写真を見る限り、この作品が日本画だとは思えない人も多いと思います。小嶋悠司は、その思想性と独自の画風で美術業界でも評価の高い日本画家でした。昨年6月に72歳で没するまで、創画会会員として活躍、晩年は故郷京都で京都市立芸術大学の教授を務められ後進の育成に尽力されました。
京都の地にありながら、日本画の伝統とは異なる作風で、日本画で用いられる和紙や絹地ではなく、粗目のキャンバスに描く作品は、日本画の岩絵の具だけでなく、卵テンペラをなども用いた暗く深みのある色調に、大胆にデフォルメされた人物や動物が特徴です。
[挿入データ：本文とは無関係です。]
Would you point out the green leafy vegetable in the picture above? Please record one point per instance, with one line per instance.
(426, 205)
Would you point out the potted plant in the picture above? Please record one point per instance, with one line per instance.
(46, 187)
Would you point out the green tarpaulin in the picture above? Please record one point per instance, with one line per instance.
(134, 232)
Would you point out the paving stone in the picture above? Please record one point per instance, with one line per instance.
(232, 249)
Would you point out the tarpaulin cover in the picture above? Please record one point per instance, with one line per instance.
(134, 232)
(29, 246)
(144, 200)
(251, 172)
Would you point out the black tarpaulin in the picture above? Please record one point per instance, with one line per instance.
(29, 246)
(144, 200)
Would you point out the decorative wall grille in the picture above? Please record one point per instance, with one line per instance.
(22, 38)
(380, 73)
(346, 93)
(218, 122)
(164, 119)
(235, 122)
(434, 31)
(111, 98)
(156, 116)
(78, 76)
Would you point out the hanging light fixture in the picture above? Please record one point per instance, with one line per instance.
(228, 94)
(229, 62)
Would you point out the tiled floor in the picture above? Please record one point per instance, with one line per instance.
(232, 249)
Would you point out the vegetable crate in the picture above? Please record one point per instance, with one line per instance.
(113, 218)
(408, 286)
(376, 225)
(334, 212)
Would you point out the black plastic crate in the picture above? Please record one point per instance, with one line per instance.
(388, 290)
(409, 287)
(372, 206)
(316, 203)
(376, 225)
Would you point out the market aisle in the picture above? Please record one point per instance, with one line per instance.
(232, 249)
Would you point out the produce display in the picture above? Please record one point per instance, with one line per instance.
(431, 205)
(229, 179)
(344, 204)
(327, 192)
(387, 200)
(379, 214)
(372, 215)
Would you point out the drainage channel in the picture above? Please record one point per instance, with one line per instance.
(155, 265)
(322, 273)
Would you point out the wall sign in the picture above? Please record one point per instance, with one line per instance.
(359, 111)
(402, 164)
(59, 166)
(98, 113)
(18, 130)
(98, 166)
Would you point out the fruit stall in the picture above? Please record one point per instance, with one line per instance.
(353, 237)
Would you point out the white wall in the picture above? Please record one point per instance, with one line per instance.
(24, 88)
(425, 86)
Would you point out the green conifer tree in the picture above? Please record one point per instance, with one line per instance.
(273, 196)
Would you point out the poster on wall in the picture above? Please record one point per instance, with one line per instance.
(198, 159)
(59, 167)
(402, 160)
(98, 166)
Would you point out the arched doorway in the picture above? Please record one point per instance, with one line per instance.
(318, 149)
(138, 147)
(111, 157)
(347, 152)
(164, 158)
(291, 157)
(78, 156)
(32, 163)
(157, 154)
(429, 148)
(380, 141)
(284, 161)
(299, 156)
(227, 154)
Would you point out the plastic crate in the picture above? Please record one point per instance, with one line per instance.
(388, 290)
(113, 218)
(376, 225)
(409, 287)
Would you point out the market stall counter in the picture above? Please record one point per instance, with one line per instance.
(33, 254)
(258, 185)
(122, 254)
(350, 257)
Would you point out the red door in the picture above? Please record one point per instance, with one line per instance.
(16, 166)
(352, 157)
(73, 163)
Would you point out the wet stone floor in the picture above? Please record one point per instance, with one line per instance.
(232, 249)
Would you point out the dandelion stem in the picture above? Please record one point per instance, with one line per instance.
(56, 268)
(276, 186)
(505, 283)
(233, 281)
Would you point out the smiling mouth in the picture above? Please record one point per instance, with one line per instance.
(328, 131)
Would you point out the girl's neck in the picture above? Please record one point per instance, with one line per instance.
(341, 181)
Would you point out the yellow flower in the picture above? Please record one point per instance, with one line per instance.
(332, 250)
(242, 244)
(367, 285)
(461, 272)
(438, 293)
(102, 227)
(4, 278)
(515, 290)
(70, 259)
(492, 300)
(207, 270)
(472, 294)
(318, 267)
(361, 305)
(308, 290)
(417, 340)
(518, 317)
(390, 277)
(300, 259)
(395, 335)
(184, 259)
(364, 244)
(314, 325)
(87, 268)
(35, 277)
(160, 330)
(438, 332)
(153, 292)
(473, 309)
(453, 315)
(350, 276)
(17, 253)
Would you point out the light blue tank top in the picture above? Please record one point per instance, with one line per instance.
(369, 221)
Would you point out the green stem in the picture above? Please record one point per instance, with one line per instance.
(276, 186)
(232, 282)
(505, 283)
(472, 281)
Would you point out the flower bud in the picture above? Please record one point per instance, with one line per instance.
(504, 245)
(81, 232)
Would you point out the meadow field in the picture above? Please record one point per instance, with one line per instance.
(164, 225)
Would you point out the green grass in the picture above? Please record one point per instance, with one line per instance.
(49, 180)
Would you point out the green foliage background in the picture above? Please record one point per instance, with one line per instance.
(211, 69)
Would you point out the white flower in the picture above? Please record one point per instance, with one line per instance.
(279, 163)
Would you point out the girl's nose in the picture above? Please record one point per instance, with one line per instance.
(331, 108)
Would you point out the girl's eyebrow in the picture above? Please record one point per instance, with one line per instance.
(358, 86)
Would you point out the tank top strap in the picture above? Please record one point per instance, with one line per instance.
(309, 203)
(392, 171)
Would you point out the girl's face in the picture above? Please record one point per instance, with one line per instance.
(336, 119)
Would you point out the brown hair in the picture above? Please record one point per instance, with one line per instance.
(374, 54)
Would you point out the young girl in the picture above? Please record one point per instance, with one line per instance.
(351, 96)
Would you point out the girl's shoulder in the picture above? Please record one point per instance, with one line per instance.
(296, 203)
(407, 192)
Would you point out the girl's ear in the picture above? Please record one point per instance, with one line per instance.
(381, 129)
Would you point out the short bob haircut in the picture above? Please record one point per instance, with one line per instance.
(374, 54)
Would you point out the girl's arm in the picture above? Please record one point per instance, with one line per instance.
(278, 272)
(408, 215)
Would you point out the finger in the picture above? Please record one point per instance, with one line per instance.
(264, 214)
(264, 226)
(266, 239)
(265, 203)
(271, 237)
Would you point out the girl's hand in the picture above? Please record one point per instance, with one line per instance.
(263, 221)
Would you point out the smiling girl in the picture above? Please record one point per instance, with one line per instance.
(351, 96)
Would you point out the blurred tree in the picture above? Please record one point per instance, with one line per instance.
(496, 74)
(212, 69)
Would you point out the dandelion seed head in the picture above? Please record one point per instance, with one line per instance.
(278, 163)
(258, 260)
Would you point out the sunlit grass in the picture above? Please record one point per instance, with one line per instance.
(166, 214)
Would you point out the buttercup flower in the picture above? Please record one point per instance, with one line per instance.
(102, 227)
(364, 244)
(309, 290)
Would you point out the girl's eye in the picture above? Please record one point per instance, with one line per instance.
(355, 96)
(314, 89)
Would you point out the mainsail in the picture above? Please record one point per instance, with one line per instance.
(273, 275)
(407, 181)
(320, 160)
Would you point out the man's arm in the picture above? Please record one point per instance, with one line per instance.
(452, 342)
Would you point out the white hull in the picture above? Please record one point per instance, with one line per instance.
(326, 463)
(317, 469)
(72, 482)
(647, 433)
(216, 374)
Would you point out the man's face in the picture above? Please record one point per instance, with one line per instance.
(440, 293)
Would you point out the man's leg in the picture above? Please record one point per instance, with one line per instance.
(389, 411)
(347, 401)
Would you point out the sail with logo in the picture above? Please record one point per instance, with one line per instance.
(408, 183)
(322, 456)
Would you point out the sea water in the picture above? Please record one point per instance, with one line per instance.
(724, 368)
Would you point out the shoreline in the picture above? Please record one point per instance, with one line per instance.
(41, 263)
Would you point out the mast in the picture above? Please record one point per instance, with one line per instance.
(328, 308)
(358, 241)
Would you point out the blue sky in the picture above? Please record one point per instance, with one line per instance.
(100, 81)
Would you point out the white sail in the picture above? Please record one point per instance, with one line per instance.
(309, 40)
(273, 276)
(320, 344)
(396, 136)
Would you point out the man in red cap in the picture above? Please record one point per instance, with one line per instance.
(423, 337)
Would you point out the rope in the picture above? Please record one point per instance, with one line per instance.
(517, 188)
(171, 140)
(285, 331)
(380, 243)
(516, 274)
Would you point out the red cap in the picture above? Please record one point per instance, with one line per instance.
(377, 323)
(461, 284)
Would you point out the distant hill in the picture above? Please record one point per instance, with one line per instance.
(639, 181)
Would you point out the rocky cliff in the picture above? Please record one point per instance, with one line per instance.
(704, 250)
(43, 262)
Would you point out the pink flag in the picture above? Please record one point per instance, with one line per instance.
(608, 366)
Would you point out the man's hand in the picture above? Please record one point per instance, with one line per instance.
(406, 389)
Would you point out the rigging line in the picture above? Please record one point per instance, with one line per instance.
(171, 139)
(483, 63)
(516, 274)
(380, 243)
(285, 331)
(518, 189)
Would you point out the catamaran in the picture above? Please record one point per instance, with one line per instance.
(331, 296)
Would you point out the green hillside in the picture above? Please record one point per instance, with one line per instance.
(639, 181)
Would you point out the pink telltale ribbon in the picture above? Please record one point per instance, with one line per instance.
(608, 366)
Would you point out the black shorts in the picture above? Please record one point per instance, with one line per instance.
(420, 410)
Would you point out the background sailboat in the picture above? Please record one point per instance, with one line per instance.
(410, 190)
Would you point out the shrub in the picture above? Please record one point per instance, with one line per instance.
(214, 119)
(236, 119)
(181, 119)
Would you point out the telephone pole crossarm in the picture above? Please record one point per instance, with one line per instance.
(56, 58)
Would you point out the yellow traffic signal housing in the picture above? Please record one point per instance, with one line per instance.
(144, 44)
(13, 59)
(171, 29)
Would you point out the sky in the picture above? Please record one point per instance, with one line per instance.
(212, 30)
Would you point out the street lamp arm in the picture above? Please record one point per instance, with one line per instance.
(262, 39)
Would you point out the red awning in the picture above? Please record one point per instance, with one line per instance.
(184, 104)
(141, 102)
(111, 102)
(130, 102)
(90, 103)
そして何より、東寺近くに住み、密教美術の影響からか、そのテーマも穢土、凝視、地、聖母など殺伐とした世界の中にある深い祈りを感じます。その作風から好き嫌いは当然あると思いますが、現代美術を扱う当館が小嶋悠司作品を所蔵していることでも、ともすれば表面的なものだけにとらえがちな現代美術の洞察にもつながるように思います。
今回の展示は、6月11日まで、7月には奈良美智の展覧会も予定されてますが、ボランティアガイドによる作品解説も行われますので、ぜひ小嶋悠司の精神性に触れてみてください。